3. The scatter plot of the Error Terms (y_test-y-pred) shows that the error terms are randomly distributed, and does not follow any visible pattern, which indicates that it is just the white noise. 

4. The R2 score of the predicted test data value is 86.1% which is pretty close to Adj R-square of the train data. This indicates that our model is able to predict the target var. values pretty well.

5. From the histogram plot of the error terms in the test data, we can see that the error terms are following a Normal Distribution centered around a mean of close to `zero`. 

6. The predictor variables that can affect the car price are:

   1.`carlength`, 
   
   2.`enginesize`, 
   
   3.`cylindernumber_two`,
   
   4.`CarComp_audi`,
   
   5.`CarComp_bmw`, 
   
   6.`CarComp_buick`,
   
   7.`CarComp_porsche`

# Recommendations to Geely Autos:
>As per the model, the car price American automobile market is largely driven by the `carlength` and `enginesize`. The number of `cylinders` used as a gas fuel is also relevent to some extent in determining the prices.

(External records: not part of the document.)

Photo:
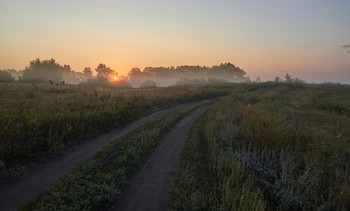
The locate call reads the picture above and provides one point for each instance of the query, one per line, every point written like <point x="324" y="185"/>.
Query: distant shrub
<point x="122" y="84"/>
<point x="6" y="77"/>
<point x="42" y="71"/>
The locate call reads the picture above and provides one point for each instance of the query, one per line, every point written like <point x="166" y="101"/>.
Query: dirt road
<point x="149" y="188"/>
<point x="16" y="195"/>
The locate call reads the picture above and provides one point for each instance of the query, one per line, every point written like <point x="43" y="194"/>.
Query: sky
<point x="308" y="39"/>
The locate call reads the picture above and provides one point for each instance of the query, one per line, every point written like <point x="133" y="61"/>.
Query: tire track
<point x="149" y="188"/>
<point x="18" y="194"/>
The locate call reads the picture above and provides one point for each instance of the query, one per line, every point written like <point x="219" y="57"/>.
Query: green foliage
<point x="42" y="71"/>
<point x="208" y="179"/>
<point x="290" y="140"/>
<point x="40" y="120"/>
<point x="148" y="84"/>
<point x="6" y="77"/>
<point x="99" y="181"/>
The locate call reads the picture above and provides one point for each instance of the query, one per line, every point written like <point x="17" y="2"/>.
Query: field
<point x="269" y="146"/>
<point x="261" y="146"/>
<point x="39" y="121"/>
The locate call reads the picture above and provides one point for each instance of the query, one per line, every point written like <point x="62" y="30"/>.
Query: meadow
<point x="40" y="120"/>
<point x="261" y="146"/>
<point x="269" y="146"/>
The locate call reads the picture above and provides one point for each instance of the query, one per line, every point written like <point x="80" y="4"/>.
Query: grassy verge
<point x="208" y="179"/>
<point x="39" y="121"/>
<point x="99" y="181"/>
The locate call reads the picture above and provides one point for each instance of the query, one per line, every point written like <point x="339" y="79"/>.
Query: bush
<point x="148" y="84"/>
<point x="6" y="77"/>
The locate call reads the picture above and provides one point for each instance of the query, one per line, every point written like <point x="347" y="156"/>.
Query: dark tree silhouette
<point x="6" y="77"/>
<point x="87" y="73"/>
<point x="104" y="72"/>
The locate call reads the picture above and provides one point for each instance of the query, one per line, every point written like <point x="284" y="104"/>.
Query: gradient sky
<point x="309" y="39"/>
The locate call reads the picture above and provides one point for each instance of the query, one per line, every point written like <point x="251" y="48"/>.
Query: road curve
<point x="18" y="194"/>
<point x="149" y="188"/>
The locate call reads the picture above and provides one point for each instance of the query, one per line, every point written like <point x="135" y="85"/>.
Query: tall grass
<point x="99" y="182"/>
<point x="44" y="120"/>
<point x="292" y="140"/>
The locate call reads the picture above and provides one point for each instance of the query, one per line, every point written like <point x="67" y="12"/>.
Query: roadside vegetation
<point x="99" y="182"/>
<point x="42" y="120"/>
<point x="269" y="146"/>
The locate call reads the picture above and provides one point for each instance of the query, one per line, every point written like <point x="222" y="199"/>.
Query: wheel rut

>The car brands, particularly `Audi`, `BMW`, `Buick`, `Porsche` also drive the car price in the American Automobile Market. So Geely Autos can invest time in studying these car brands particularly, which will help them in making decisions regarding the consumer auto choice in the American Market, while they set up their manufacturing unit in US market.